Currently, small-molecule drug discovery is a long and costly process. AI-enabled virtual screening is the latest advance in accelerating the process. Computational screening provides a feasible trajectory to fully explore and interrogate the expansive universe of chemical compounds capable of binding protein targets of clinical interest.
X-37 uses AtomNet, an AI algorithm developed by Atomwise, to identify chemicals with drug-like structures to accelerate the drug discovery process for difficult-to-target proteins -- often characterized as undruggable.
X-37 combines the power of AtomNet with the capabilities of a team of seasoned and successful drug developers to bring promising small molecules into clinical development.

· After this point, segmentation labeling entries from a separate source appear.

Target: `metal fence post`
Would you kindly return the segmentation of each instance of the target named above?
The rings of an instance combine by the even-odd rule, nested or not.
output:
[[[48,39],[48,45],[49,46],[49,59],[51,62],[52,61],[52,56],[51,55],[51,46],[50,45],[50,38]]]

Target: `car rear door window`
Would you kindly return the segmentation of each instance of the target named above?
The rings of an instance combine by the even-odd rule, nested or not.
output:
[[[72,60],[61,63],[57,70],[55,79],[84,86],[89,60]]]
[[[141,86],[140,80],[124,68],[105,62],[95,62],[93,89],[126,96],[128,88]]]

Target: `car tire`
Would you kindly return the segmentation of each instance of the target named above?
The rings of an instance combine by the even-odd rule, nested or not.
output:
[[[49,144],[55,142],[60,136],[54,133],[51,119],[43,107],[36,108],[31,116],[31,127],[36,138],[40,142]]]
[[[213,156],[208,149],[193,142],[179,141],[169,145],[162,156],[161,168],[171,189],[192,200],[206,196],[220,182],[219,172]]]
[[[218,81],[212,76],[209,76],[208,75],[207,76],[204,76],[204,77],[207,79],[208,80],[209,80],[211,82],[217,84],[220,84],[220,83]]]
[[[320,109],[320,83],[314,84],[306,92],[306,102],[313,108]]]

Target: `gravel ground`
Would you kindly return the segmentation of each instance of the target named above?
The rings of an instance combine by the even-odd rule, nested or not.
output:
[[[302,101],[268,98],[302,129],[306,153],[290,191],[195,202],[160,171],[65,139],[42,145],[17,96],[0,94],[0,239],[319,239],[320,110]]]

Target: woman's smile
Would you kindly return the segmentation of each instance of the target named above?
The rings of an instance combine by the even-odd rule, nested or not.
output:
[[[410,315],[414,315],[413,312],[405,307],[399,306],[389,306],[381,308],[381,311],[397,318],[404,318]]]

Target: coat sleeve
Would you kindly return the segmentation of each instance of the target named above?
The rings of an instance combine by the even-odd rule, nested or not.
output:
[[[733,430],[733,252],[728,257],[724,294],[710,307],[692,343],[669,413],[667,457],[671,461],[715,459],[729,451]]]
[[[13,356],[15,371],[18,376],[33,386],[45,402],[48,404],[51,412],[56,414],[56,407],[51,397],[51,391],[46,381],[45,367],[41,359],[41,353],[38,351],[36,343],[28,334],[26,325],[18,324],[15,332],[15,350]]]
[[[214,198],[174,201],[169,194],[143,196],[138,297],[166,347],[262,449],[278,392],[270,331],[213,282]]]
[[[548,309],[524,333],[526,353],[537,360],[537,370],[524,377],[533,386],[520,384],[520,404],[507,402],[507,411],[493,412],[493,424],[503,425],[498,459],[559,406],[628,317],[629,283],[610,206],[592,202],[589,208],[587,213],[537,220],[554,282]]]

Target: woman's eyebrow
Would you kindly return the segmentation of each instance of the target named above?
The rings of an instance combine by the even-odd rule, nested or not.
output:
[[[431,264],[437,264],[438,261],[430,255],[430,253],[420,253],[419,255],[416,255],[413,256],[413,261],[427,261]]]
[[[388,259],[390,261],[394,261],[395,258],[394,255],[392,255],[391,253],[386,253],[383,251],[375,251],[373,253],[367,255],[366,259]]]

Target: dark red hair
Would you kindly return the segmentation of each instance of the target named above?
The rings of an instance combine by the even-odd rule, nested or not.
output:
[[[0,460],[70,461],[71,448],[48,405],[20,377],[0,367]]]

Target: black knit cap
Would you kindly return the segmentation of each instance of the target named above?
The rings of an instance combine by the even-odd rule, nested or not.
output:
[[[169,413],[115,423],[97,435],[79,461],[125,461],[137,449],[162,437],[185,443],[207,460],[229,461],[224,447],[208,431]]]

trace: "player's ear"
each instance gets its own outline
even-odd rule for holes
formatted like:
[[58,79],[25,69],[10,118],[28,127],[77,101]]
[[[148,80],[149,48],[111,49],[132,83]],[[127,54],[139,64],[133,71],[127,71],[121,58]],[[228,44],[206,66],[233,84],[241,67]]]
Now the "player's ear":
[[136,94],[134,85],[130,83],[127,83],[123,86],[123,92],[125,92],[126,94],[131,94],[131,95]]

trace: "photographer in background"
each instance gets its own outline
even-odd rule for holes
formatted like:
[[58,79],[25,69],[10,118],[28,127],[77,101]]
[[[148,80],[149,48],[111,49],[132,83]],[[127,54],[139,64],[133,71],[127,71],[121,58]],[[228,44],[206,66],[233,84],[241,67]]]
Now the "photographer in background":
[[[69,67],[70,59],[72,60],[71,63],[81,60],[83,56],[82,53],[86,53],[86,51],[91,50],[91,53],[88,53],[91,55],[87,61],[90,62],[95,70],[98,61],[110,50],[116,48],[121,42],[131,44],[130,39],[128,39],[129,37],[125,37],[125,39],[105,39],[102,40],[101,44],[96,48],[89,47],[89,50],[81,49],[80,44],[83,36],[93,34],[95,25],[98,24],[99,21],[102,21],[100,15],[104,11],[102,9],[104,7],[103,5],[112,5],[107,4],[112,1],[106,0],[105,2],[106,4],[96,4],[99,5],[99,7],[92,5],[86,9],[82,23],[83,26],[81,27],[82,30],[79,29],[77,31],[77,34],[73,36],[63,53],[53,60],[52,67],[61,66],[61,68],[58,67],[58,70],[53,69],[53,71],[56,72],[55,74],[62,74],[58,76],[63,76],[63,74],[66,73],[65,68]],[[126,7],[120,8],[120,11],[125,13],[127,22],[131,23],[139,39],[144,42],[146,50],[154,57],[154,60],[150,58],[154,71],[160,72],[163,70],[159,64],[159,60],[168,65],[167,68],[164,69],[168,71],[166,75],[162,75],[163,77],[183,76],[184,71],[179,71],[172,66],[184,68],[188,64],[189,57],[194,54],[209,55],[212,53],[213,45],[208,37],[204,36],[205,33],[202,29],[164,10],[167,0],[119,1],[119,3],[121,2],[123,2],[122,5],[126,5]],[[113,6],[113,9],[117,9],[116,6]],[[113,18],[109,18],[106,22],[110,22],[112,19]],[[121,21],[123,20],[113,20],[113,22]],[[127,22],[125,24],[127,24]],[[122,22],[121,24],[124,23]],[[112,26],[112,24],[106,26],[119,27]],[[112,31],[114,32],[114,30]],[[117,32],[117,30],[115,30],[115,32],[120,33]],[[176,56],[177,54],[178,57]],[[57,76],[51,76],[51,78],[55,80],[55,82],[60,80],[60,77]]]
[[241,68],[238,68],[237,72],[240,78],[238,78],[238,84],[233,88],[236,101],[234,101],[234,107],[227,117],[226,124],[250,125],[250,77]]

Combining the speed and scale of artificial intelligence with traditional aspects of drug discovery differentiates X-37 from other drug discovery companies. Target selection and identification of the most attractive drug binding sites on each target is carried out by seasoned chemists, data scientists, and biologists.
Target and binding site selection are followed by the application of AtomNet -- an AI algorithm that is tuned to find the most attractive drug hits while filtering out those with unwanted characteristics. This approach accelerates the drug discovery process by interrogating a massive chemical space for the best compounds with the speed of a CPU. The next step reverts to time-tested chemical Structure Activity Relationship (SAR) to select the best compound for IND-enabling studies and clinical trials.